Leaders fail to understand that the internet is a really big threat.
They need to understand that a crisis will affect their reputation and can destroy their professional advancement.
So, once accepting this, some steps need to be done:
- Try and anticipate what could go wrong. Make a list of the top 10 PR crises that can strike your company. Look for the competition, work with a consultant, find similar crises. You have options. I can’t stress you enough how important is this step.

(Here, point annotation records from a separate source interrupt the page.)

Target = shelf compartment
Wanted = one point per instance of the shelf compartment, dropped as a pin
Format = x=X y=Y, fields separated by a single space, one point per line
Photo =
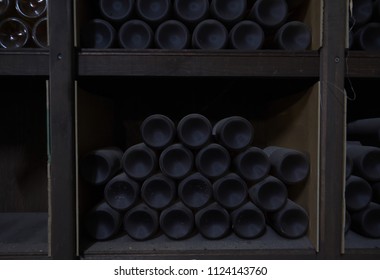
x=107 y=116
x=23 y=165
x=24 y=62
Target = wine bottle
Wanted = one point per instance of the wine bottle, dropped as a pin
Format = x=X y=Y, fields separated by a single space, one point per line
x=248 y=221
x=158 y=191
x=209 y=34
x=195 y=191
x=99 y=166
x=289 y=165
x=116 y=10
x=176 y=161
x=172 y=35
x=141 y=222
x=213 y=221
x=269 y=195
x=291 y=221
x=139 y=161
x=235 y=133
x=366 y=161
x=358 y=193
x=194 y=131
x=136 y=34
x=98 y=34
x=246 y=35
x=213 y=161
x=252 y=164
x=122 y=192
x=158 y=131
x=177 y=221
x=366 y=222
x=102 y=222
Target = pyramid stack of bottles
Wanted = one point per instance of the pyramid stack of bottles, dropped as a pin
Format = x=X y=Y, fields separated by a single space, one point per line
x=362 y=190
x=23 y=24
x=194 y=177
x=197 y=24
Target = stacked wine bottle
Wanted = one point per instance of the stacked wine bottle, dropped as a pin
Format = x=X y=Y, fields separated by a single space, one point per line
x=362 y=192
x=364 y=25
x=23 y=24
x=195 y=176
x=197 y=24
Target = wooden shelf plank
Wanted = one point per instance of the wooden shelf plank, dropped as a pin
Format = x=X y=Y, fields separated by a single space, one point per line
x=31 y=62
x=117 y=62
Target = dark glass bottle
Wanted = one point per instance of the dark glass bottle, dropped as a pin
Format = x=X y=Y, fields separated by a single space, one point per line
x=248 y=221
x=103 y=222
x=177 y=221
x=213 y=221
x=141 y=222
x=99 y=166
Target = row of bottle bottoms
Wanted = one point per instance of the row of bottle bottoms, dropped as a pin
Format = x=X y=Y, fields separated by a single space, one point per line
x=198 y=24
x=364 y=25
x=362 y=189
x=228 y=171
x=23 y=23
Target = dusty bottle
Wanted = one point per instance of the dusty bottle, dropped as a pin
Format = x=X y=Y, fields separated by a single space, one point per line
x=365 y=38
x=191 y=12
x=213 y=221
x=153 y=11
x=270 y=14
x=358 y=193
x=213 y=161
x=158 y=131
x=289 y=165
x=158 y=191
x=177 y=221
x=40 y=33
x=361 y=12
x=376 y=192
x=367 y=221
x=252 y=164
x=248 y=221
x=176 y=161
x=99 y=166
x=291 y=221
x=235 y=133
x=230 y=191
x=209 y=34
x=136 y=34
x=4 y=7
x=195 y=191
x=246 y=35
x=293 y=36
x=194 y=131
x=269 y=195
x=227 y=11
x=116 y=10
x=97 y=34
x=122 y=192
x=366 y=161
x=31 y=9
x=172 y=35
x=141 y=222
x=367 y=131
x=14 y=33
x=102 y=221
x=139 y=161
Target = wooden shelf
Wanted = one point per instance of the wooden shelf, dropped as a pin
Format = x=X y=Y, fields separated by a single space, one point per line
x=116 y=62
x=198 y=247
x=363 y=64
x=25 y=62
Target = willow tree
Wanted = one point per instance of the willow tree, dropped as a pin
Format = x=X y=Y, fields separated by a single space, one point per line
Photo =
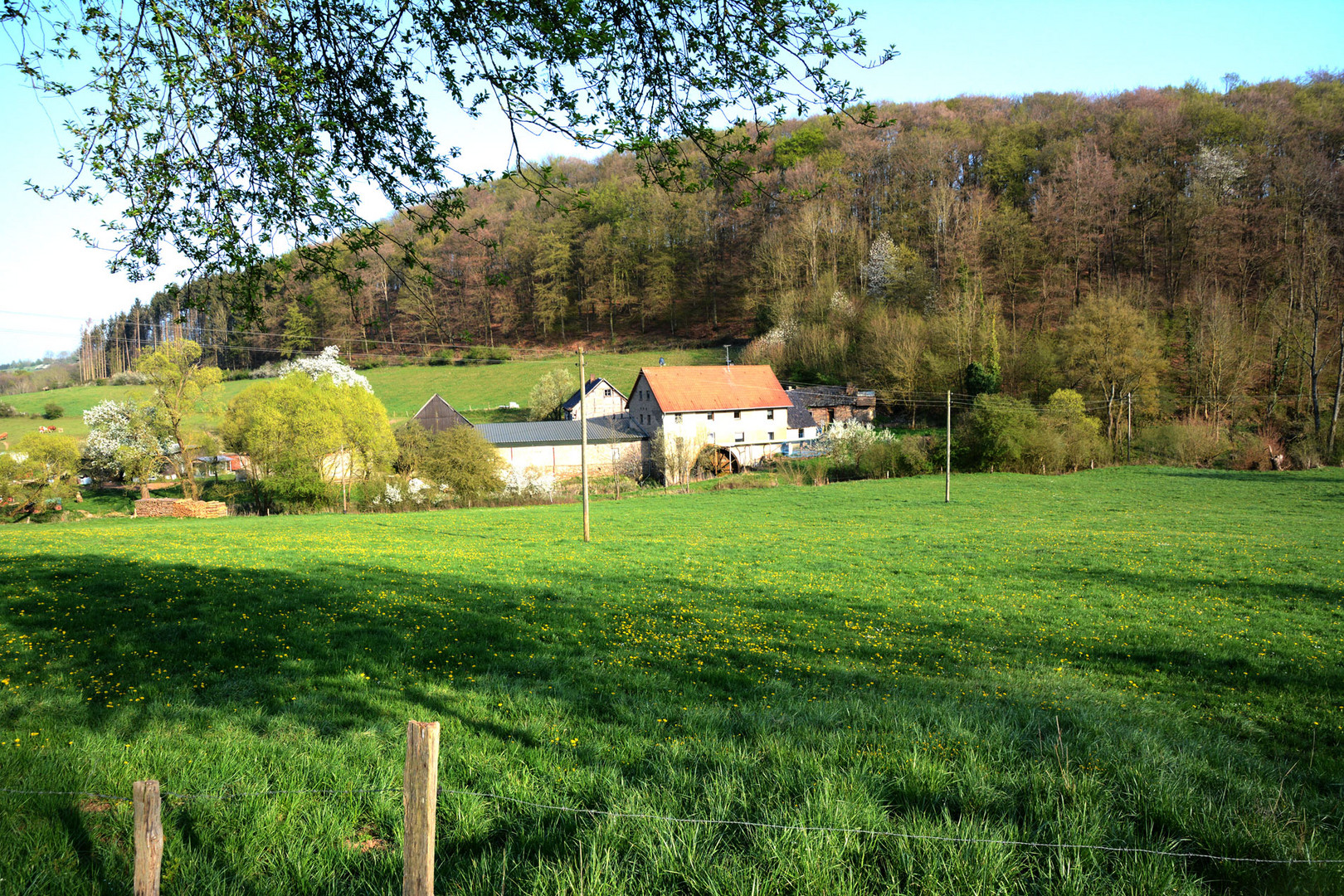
x=183 y=386
x=230 y=127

- With this list in mind, take a look at what you can change right now. What decisions will help you prevent PR crises? What can you do that will help you avoid a PR disaster? For instance, if your business area is very sensitive and you need a lot of credibilities, try and analyse everything from this point of view. Is my marketing credible? Ok, I make money, but am I credible in the long term? Because I am sure you want to have a long professional life. And a crisis can destroy your reputation and your professional ascending.
- In the end, you need plans to react in case a crisis strikes. Speed matters, so you will need to know what to do in the first hours. After, I recommend working with a consultant, but it’s extremely important to know how to deal with the start of the crisis.
Second, leaders fail to understand that the internet is a really big threat.
Back in the days, just mass media was talking about a crisis in newspapers or tv shows. It was easier because a journalist goes fast from a story to another. Now, with the internet, everything sticks there. The information doesn’t disappear. You can find bad news from a year ago. So with a simple google search, everyone could see your reputation record.
At the same time, with Social Media, everyone can create a crisis. A couple of stories, photos, and some good messages and..boom..you are in a crisis.
You, as a leader, need to understand that a crisis will affect your reputation and can destroy your professional ascending. If you are an executive, the company will manage to deal with the crisis, but you won’t. It’s a common practice for a corporation to fire its CEO.
If you are an entrepreneur, trust me, your business could go down. I’ve seen it, so I am not talking about books.
So, next time when you think to ignore preparedness or manage a crisis, please think twice. There is a huge chance your reputation will be destroyed, without anything else to do.
In the end, PR crises are part of our business or political life. We can choose to ignore it, but trust me…this would be a bad decision.
We have to accept that a crisis can strike anytime and can destroy our professional life. We need to understand that people pay more and more attention to gossips and bad news. So simple bad news can create damages.
We need to understand that a crisis can be “silent”. Not all the crises are public, with press coverage. Some go inside a company or group. These crises can be as strong as the public ones.
We need to understand that perception matters.